Jeff Tweedy's kind of an "AABA" guy...sometimes "AABAC."

Showing posts with label judge not. Show all posts
Showing posts with label judge not. Show all posts

22 August 2010

Ellie Chun

I am in a severe moral quandary, people.

Our state of Illinois enjoys that time-honored political tradition of the primary system, and as such, when you go to vote in primary elections, there's that awkwardly undemocratic moment of having to declare your political party affiliation before several strangers serving as election judges, so that you can be provided with the appropriate ballot.

Whether you're a centrist like myself or not, if you want to vote in the primary, you've got to pick a party.
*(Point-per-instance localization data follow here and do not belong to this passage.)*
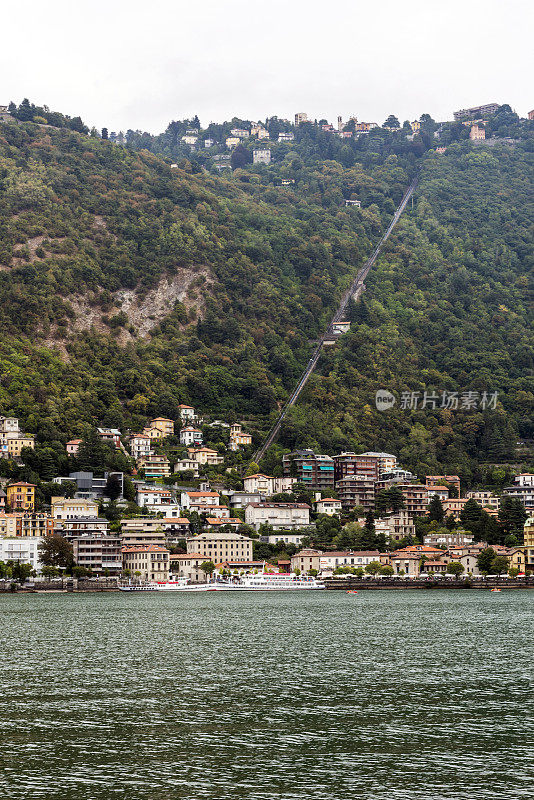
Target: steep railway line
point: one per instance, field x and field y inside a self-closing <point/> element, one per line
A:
<point x="354" y="290"/>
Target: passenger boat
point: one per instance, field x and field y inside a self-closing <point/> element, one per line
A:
<point x="177" y="585"/>
<point x="266" y="582"/>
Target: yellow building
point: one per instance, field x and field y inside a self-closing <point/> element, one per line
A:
<point x="8" y="525"/>
<point x="21" y="496"/>
<point x="151" y="562"/>
<point x="15" y="445"/>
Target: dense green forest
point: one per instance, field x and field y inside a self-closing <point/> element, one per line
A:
<point x="128" y="286"/>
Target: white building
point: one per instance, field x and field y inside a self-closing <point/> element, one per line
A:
<point x="154" y="496"/>
<point x="329" y="506"/>
<point x="22" y="550"/>
<point x="267" y="485"/>
<point x="287" y="538"/>
<point x="278" y="515"/>
<point x="205" y="498"/>
<point x="359" y="558"/>
<point x="187" y="413"/>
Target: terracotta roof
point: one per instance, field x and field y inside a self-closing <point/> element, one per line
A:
<point x="184" y="556"/>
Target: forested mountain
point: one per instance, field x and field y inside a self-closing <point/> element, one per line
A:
<point x="128" y="286"/>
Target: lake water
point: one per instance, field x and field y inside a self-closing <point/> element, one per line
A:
<point x="402" y="695"/>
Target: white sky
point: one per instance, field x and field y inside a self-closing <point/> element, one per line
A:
<point x="140" y="64"/>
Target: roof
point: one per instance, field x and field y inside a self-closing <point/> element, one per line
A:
<point x="344" y="553"/>
<point x="184" y="556"/>
<point x="278" y="505"/>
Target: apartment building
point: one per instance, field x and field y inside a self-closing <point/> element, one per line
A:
<point x="140" y="445"/>
<point x="81" y="526"/>
<point x="188" y="566"/>
<point x="261" y="156"/>
<point x="238" y="438"/>
<point x="278" y="515"/>
<point x="267" y="485"/>
<point x="433" y="481"/>
<point x="205" y="456"/>
<point x="142" y="532"/>
<point x="35" y="524"/>
<point x="528" y="538"/>
<point x="485" y="499"/>
<point x="476" y="112"/>
<point x="359" y="558"/>
<point x="205" y="498"/>
<point x="356" y="490"/>
<point x="220" y="546"/>
<point x="21" y="550"/>
<point x="328" y="505"/>
<point x="148" y="563"/>
<point x="312" y="469"/>
<point x="98" y="553"/>
<point x="347" y="464"/>
<point x="21" y="496"/>
<point x="305" y="560"/>
<point x="73" y="508"/>
<point x="155" y="466"/>
<point x="187" y="413"/>
<point x="415" y="497"/>
<point x="190" y="436"/>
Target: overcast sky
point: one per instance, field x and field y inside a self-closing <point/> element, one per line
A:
<point x="140" y="64"/>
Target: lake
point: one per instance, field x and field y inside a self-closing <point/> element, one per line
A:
<point x="397" y="695"/>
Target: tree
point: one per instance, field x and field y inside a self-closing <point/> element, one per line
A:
<point x="240" y="157"/>
<point x="55" y="551"/>
<point x="485" y="560"/>
<point x="512" y="515"/>
<point x="455" y="568"/>
<point x="435" y="509"/>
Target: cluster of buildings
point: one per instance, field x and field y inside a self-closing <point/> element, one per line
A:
<point x="210" y="517"/>
<point x="414" y="561"/>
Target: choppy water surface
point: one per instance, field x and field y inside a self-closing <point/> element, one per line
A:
<point x="402" y="695"/>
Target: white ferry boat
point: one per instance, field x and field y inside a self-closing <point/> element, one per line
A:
<point x="177" y="585"/>
<point x="266" y="582"/>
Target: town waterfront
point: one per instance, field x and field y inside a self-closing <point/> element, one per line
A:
<point x="409" y="695"/>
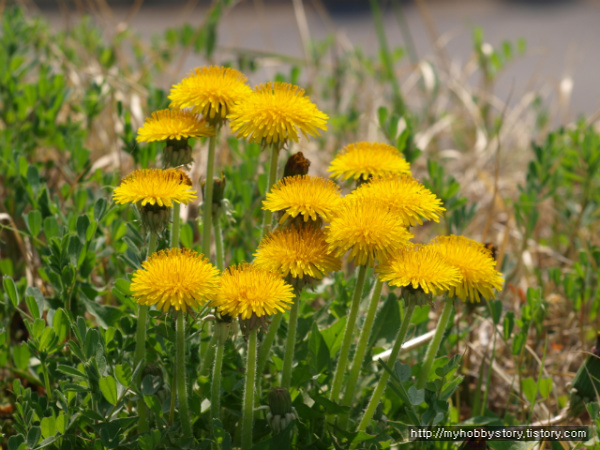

I took the Republican ballot.

Before I'm made a pariah by my fellow artists, let me explain my rationale: I'm sort of a libertarian, basically meaning I like fiscal conservatism and social liberalism. While this may sound like a load of hooey, it's really just me saying I'm an issue voter. Like most reasonable people in this country.

So, when I walked into my Chicago voting precinct, I had a certain point of view in mind. Namely, this city is Democratic by a massive majority. I thought that those folks can take care of themselves, they know what they want. I said to myself, "Hey, I can help make sure some crazy Focus On The Family Republican doesn't beat a Log Cabin Republican."

And, despite the shocked reactions from the Democrat election judges and the obvious surprise from the otherwise bored Republican judge that she actually had something to do, I took my ballot and meandered over to the booth, looked over the scant number of Republican nominees (many positions had no candidates at all) and punched the holes that seemed appropriate.

Flash forward to present day. I have a big envelope waiting in my mailbox from the Chicago Board of Elections. I open it. Within is a manila application of some kind, and this letter:

Um...what?

So...I would be representing the Republican party as a judge at my voting precinct. But I'm not a Republican. I'm not a Democrat either. But, I do believe in democracy and fairness and judging and all that stuff. So...I should do this?

...and I'm a poor actor. I also lease apartments as my day job. The apartment leasing market: not so hot the first week of November. Could use a little extra scratch...

But this is civic DUTY we're talking about here, what does money have to do with it?! This is akin to jury duty, right? I should do this. Moderate the parties. Checks and balances. I'm not a Republican, but I'm an actor right? I can look out for their interests for a day.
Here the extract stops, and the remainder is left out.